5 Tips for Eating Out Alone

You’re hardly on your own if you've been eating out alone more recently. Solo dining is on the rise.

Eating out alone a lot more than you used to? You’re hardly on your own there.

Single-party restaurant reservations have climbed 62 percent nationwide over the past two years, according to a recent analysis by the restaurant reservations site OpenTable. In fact, tables for one are now the fastest-growing table request.

Is this a sign of our increasing individual isolation as a culture? Not at all, says OpenTable. Rather, it is an indication that dining alone now carries less of a stigma and that diners are increasingly more willing to embark on solo culinary adventures. We are no longer a nation of solitary people eating takeout at home and room service in hotels. Instead, we’re getting out there and openly enjoying our status as solo eaters, able to savor every bite without the distraction of actually having to converse with another person.

"As dining out has become one of our national pastimes, solo diners are taking every opportunity to visit top restaurants whenever they get the opportunity, much as they might attend a sporting event or show," Caroline Potter, OpenTable’s chief dining officer, said in a press release announcing the analysis results.

The cities with the strongest growth in reservations for one are, in order of rank, Dallas, Miami, Denver, New York, Philadelphia, Las Vegas and Chicago.

Want to dine out solo, but feel a little anxious? Here are a few tips:

1. Ask for a seat at the bar if you feel self-conscious about sitting at a table by your lonesome. If the place isn’t too busy, you can always chat with the bartender. And if it is, no one will pay much attention to the fact that you’re flying solo.

2. Bring a book or magazine. It’s always nice to have something to fall back on.
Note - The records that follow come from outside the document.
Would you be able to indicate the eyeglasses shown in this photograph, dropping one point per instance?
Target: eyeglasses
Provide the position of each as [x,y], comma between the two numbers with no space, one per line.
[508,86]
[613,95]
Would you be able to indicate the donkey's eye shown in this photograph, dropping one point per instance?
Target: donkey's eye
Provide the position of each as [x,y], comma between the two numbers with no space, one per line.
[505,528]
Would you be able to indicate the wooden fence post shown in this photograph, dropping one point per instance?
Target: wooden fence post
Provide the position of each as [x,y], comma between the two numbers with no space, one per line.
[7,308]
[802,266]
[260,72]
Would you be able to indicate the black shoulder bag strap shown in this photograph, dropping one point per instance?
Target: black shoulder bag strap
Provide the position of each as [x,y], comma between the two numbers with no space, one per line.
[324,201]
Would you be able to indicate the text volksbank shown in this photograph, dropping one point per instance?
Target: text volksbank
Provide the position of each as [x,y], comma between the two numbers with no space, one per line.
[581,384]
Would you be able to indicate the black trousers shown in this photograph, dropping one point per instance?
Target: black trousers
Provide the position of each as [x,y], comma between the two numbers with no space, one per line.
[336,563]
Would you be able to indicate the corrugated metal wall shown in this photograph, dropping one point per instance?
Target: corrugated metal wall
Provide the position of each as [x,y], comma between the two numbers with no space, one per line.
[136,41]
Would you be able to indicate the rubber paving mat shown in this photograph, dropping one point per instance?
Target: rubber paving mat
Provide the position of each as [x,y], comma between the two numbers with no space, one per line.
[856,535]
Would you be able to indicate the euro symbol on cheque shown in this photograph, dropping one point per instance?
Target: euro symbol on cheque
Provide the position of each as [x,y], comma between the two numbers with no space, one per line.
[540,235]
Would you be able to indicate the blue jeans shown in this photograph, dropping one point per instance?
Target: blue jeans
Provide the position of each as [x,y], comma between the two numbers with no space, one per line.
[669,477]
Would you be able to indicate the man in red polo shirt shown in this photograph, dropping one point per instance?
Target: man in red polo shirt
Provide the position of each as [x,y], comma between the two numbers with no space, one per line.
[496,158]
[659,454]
3. Don’t be afraid to people-watch. If they notice your gaze, just smile and glance away — maybe turn back to your book or magazine. Whatever. Don’t sweat it. (Eavesdropping can be fun, too.)

4. Try not to rely on your phone. After all, dining out is an experience. You don’t want to miss the whole thing because your eyes are glued to your email. And you definitely don’t want to talk loudly on a call. That’s just not fair to your fellow diners. (Yes, they’re talking loudly to each other. No, it’s not the same.)

5. Relax and enjoy. No one is staring at you and thinking you’re a loser. Really. And if you want to order something adventurous? This is your chance. There’s no one there to judge (or to tell you have to finish it). Go for it.